Today’s mature whitetails recognize preludes to hunting seasons & differences between hunting & non-hunting humans.
Like last year, a big buck with especially large antlers and drop-tines spent spring, summer and early fall feeding, watering and bedding within or adjacent to my longtime Wisconsin hunting partner’s forest home. Often viewed with yearning and discussed by local deer hunters, weeks and even months before the firearm hunting season began the region surrounding the buck’s range rang with hammer blows and motorized equipment used to prepare stand sites, post lands, clear trails, create shooting lanes and offer generous quantities of baits such as apples, corn and growing clover or alfalfa. Contrarily, my partner deliberately avoided disturbing deer inhabiting his own wooded property throughout the year, but again, that canny buck was nowhere to be seen during during the 2016 firearm deer hunting season.
Such a tale is common wherever whitetails are hunted, one reason being, experienced whitetails that have survived three or more hunting seasons recognize preludes to deer hunting such as scouting, preparations of stand sites, discharges of firearms at targets and game such as grouse, waterfowl and black bears during earlier hunting seasons and an increasing frequency sounds made by off-road vehicles within their home ranges. They then realize it will soon be time to begin taking the evasive actions that enabled them to survive previous hunting seasons.

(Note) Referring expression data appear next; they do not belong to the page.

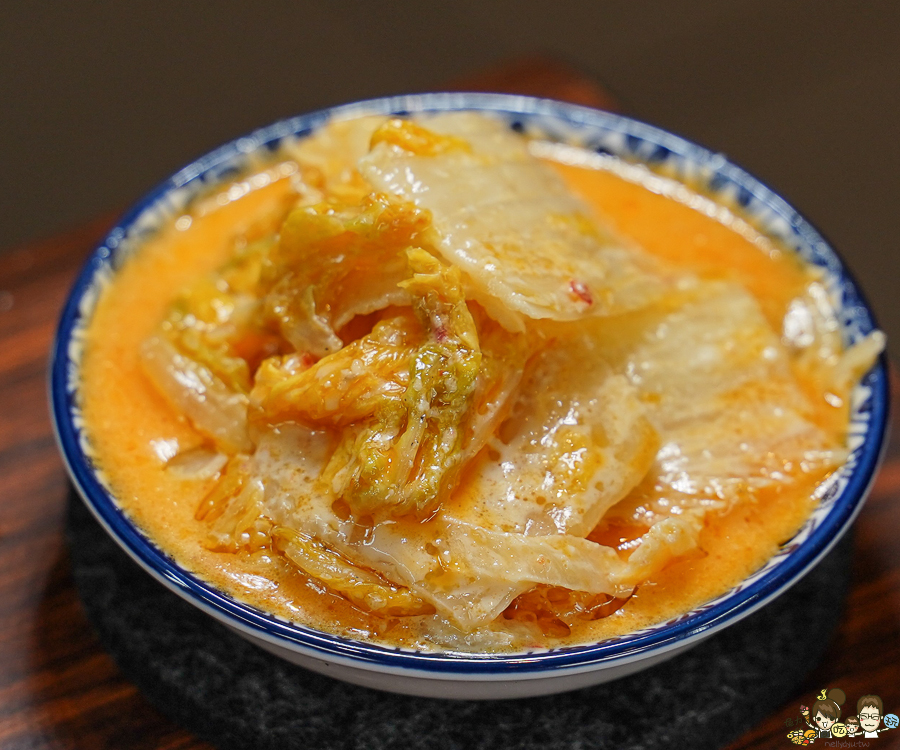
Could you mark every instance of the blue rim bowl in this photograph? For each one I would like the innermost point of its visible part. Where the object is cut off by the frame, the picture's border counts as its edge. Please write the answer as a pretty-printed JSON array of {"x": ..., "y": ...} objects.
[{"x": 597, "y": 131}]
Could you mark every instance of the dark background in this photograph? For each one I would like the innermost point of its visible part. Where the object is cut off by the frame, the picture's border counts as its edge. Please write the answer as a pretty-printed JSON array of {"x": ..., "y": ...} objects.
[{"x": 101, "y": 100}]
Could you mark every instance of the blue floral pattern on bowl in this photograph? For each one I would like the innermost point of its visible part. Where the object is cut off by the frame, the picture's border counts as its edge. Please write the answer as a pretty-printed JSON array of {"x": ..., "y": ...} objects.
[{"x": 601, "y": 133}]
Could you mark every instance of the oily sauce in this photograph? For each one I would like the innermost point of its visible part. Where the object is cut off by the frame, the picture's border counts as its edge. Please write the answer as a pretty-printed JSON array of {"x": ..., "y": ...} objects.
[{"x": 133, "y": 431}]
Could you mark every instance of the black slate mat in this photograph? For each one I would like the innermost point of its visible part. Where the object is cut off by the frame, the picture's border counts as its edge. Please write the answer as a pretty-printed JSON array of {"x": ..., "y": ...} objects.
[{"x": 236, "y": 696}]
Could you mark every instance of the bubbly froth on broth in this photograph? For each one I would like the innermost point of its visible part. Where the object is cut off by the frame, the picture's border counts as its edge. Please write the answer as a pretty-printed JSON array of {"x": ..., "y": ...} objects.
[{"x": 426, "y": 388}]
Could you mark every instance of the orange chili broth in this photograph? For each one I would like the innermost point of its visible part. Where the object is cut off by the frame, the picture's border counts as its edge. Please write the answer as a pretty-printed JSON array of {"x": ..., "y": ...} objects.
[{"x": 124, "y": 413}]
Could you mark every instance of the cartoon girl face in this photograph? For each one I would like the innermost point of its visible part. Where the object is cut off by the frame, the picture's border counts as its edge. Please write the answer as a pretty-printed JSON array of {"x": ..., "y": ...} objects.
[{"x": 822, "y": 721}]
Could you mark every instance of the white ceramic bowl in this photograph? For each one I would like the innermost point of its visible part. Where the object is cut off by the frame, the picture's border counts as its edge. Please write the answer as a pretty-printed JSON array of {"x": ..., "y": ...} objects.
[{"x": 509, "y": 675}]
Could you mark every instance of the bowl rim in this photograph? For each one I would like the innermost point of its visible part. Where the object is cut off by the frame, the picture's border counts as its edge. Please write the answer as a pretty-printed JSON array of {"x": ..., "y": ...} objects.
[{"x": 734, "y": 605}]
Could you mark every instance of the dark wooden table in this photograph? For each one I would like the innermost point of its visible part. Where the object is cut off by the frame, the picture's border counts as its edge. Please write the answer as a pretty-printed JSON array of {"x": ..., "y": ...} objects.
[{"x": 59, "y": 689}]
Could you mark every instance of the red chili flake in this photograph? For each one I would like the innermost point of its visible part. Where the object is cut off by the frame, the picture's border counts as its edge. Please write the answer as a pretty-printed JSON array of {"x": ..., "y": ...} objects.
[{"x": 580, "y": 291}]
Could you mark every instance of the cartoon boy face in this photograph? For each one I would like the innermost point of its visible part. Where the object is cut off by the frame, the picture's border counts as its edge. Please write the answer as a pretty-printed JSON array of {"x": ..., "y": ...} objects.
[
  {"x": 869, "y": 718},
  {"x": 822, "y": 721}
]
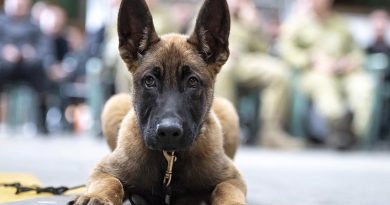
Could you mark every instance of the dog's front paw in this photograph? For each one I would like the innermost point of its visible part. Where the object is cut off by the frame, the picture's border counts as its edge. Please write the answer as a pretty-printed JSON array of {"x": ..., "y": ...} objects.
[{"x": 90, "y": 200}]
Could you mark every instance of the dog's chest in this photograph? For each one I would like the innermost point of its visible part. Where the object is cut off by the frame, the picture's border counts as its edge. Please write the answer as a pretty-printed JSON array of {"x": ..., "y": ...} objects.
[{"x": 188, "y": 180}]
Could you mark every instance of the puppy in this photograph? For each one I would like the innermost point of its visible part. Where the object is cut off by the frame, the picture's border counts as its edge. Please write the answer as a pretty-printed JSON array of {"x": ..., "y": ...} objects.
[{"x": 172, "y": 141}]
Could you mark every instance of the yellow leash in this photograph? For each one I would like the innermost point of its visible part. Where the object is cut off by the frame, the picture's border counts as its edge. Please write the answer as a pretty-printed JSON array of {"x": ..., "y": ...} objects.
[{"x": 171, "y": 158}]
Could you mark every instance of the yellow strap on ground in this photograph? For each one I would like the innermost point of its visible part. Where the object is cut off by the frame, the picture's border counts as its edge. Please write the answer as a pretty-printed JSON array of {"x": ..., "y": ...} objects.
[{"x": 7, "y": 194}]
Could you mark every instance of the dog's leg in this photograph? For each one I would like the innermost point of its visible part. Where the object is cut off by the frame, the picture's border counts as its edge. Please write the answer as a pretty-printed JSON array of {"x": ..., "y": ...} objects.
[
  {"x": 103, "y": 189},
  {"x": 229, "y": 192}
]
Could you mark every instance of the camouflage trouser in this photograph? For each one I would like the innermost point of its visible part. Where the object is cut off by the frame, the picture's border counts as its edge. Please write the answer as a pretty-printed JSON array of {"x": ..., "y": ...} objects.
[
  {"x": 333, "y": 96},
  {"x": 258, "y": 70}
]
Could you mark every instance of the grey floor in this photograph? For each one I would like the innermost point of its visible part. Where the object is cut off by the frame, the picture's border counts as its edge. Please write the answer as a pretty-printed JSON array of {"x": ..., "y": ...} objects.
[{"x": 273, "y": 177}]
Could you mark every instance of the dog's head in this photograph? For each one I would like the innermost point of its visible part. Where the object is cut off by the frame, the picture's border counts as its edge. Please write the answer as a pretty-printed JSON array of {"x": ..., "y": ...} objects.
[{"x": 173, "y": 75}]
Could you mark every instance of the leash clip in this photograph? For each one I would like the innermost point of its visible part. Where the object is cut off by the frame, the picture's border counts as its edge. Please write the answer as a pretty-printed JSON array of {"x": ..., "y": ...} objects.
[{"x": 171, "y": 158}]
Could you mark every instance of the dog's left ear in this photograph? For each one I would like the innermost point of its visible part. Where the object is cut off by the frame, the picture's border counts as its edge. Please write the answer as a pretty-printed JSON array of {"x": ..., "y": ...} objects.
[
  {"x": 211, "y": 34},
  {"x": 135, "y": 29}
]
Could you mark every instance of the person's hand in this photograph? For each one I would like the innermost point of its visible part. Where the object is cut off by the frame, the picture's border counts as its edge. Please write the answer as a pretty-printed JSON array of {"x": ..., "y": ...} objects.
[
  {"x": 11, "y": 53},
  {"x": 28, "y": 52},
  {"x": 325, "y": 64},
  {"x": 345, "y": 65},
  {"x": 56, "y": 72}
]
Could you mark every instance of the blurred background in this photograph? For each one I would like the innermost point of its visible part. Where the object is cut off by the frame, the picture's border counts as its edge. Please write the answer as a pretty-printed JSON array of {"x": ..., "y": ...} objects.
[{"x": 309, "y": 78}]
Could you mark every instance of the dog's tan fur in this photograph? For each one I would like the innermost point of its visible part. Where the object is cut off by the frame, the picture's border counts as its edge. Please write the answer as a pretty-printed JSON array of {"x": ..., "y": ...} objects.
[{"x": 204, "y": 172}]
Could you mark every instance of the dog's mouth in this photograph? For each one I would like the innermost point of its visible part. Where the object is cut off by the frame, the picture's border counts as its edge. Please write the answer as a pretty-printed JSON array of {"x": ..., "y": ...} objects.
[{"x": 153, "y": 144}]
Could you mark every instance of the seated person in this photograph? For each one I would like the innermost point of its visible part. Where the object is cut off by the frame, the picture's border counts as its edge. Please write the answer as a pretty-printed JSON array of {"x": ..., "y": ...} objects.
[
  {"x": 380, "y": 24},
  {"x": 320, "y": 45},
  {"x": 22, "y": 51}
]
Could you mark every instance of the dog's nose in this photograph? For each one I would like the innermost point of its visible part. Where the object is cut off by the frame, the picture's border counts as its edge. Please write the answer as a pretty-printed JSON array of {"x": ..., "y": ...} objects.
[{"x": 169, "y": 130}]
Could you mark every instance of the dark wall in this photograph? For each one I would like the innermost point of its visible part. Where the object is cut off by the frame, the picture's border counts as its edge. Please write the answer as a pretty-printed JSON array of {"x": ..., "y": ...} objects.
[{"x": 364, "y": 4}]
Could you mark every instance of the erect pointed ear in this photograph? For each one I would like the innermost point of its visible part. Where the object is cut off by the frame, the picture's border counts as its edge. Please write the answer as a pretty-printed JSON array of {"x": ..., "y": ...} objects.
[
  {"x": 211, "y": 34},
  {"x": 135, "y": 29}
]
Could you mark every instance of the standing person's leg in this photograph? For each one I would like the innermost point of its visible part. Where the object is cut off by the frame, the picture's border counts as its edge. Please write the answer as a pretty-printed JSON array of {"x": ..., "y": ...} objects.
[
  {"x": 7, "y": 73},
  {"x": 34, "y": 74},
  {"x": 272, "y": 75},
  {"x": 359, "y": 88}
]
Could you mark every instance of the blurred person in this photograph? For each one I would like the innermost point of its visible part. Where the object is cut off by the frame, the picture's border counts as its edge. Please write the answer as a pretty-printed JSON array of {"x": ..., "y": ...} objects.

Mature whitetails also quickly recognize differences between hunting and non-hunting humans. When harmless humans they have often observed throughout the year suddenly don blaze-orange clothing and begin sneaking into their ranges, often halting to peer about and listen, or when humans form long lines that attempt to drive them toward waiting lines of downwind humans, they instantly begin taking previously effective precautions. Though conservative at first, as soon as it becomes obvious it will thereafter be difficult to avoid short-range encounters with hunting humans, they readily abandon their home or breeding ranges for extended periods, not uncommonly taking refuge several miles away on posted property or in habitat seldom invaded by hunters such as wooded swamps. Older wolf-country bucks I have studied were knowledgeable of safe sites in areas as large as a township (36 square-miles). Many experienced deer simply become nocturnal when threatened by hunters, stubbornly refusing to leave their secluded beds within their home or breeding ranges during daylight hours.
Now you know some major reasons why such deer are so difficult to hunt.